This is the night of which it is written:
The night shall be as bright as day, dazzling is the night for me,
and full of gladness.
The sanctifying power of this night dispels all wickedness,
washes faults away, restores innocence to the fallen, and joy to mourners,
drives out hatred, fosters concord, and brings down the mighty.
On this, your night of grace, O holy Father,
accept this candle, a solemn offering,
the work of bees and of your servants’ hands,
an evening sacrifice of praise, this gift from your most holy Church.But now we know the praises of this pillar,
which glowing fire ignites for God’s honour,
a fire into many flames divided,
yet never dimmed by sharing of its light,
for it is fed by melting wax,
drawn out by mother bees to build a torch so precious.
Why care about the bees? First, they are a delightful poetic flourish. Restoring them adds another glimmer of beauty to the text of the Mass. Second, their presence reminds us that the gift we offer to God is also the labor of creation. God has blessed mankind with the ability to take and use the work of other animals for the praise of his glory, a gift for which we should be grateful.
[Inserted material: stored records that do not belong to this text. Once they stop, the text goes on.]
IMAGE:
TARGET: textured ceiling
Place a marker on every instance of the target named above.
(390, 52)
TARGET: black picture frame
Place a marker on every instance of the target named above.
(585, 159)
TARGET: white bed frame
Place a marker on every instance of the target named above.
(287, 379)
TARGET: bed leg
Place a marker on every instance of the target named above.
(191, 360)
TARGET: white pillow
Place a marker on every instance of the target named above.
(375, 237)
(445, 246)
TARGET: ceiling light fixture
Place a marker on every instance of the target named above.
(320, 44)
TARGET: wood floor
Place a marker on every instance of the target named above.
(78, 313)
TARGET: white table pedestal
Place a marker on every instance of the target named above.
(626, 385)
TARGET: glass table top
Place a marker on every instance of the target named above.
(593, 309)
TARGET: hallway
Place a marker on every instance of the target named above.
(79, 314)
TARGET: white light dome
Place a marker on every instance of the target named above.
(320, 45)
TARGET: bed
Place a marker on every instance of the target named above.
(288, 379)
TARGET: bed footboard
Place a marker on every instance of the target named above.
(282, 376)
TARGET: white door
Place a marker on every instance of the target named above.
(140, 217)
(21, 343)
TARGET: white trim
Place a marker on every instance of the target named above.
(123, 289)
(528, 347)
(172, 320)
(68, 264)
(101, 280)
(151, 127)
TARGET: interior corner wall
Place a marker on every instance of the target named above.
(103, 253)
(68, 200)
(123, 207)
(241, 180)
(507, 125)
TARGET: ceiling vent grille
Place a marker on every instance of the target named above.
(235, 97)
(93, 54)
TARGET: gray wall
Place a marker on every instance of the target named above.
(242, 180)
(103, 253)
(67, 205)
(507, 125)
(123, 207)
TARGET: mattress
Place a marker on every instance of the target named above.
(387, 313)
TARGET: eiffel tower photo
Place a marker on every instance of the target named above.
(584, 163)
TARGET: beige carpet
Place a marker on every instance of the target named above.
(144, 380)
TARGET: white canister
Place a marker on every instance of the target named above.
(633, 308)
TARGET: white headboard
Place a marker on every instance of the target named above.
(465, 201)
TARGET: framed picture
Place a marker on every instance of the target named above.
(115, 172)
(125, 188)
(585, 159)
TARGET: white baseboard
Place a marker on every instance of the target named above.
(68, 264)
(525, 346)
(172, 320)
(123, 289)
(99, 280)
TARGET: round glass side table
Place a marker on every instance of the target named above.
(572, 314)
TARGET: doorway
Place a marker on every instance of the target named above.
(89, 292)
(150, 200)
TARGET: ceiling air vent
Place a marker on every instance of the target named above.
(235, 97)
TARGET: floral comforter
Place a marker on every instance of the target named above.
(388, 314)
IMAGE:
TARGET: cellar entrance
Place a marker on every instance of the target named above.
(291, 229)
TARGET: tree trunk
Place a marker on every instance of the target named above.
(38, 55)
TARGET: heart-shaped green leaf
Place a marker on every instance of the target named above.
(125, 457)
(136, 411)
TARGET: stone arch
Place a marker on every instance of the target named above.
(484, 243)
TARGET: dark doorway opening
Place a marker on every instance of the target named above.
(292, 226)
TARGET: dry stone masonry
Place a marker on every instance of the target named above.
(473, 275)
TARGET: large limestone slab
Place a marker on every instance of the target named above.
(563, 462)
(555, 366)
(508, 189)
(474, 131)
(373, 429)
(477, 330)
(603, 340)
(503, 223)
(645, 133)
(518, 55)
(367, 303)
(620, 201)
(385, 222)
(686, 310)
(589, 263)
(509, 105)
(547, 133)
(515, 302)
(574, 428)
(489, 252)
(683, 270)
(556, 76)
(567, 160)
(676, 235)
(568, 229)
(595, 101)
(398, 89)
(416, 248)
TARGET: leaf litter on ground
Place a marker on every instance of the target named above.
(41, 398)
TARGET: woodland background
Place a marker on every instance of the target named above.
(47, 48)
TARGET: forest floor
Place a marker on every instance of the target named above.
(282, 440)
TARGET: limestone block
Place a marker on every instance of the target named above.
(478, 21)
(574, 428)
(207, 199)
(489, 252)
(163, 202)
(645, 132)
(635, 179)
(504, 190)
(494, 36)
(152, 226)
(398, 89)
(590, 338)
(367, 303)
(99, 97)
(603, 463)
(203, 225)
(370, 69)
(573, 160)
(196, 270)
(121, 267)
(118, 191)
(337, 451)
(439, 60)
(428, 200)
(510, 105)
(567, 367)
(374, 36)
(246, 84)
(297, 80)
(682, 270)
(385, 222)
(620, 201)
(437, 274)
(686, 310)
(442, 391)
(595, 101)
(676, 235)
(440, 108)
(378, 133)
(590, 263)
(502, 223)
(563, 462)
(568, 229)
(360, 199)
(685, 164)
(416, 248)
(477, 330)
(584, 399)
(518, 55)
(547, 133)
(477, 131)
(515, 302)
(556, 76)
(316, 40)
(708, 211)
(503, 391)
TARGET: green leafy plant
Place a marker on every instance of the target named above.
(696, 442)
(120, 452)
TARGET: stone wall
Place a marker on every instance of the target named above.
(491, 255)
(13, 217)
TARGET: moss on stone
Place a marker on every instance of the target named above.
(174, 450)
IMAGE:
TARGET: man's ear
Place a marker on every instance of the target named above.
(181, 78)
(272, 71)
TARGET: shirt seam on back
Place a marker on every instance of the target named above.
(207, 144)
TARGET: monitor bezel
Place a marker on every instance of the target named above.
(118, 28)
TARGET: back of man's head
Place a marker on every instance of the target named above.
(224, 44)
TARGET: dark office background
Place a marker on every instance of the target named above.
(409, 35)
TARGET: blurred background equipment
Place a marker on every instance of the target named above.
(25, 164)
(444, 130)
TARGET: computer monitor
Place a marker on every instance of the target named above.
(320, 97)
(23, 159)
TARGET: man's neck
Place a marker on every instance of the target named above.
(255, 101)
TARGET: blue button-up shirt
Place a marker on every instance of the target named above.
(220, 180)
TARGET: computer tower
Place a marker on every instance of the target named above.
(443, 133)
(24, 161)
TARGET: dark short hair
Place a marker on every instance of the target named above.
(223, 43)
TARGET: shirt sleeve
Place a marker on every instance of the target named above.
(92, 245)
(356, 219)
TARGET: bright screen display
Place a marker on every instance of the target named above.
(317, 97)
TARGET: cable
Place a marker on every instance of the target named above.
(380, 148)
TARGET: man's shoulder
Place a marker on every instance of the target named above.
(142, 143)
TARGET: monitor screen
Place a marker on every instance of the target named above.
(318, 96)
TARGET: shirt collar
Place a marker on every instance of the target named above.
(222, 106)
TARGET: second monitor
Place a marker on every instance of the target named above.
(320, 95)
Third, bees have been a recurring symbol in Christian history, and in recalling them we recall the virtues they signify–diligence, chastity, hard work, among others. On this front, Pius XII explained, speaking to a group of beekeepers:
Unlike the butterfly which flits from flower to flower out of pure caprice; unlike the wasp and the hornet, brutal aggressors, who seem intent on doing only harm with no benefit for anyone, the bee pierces to the very depths of the flower’s calix diligently, adroitly, and so delicately, that once its precious treasure has been gathered, it gently leaves the flowers without having injured in the least the light texture of their garments or caused a single one of their petals the loss of its immaculate freshness.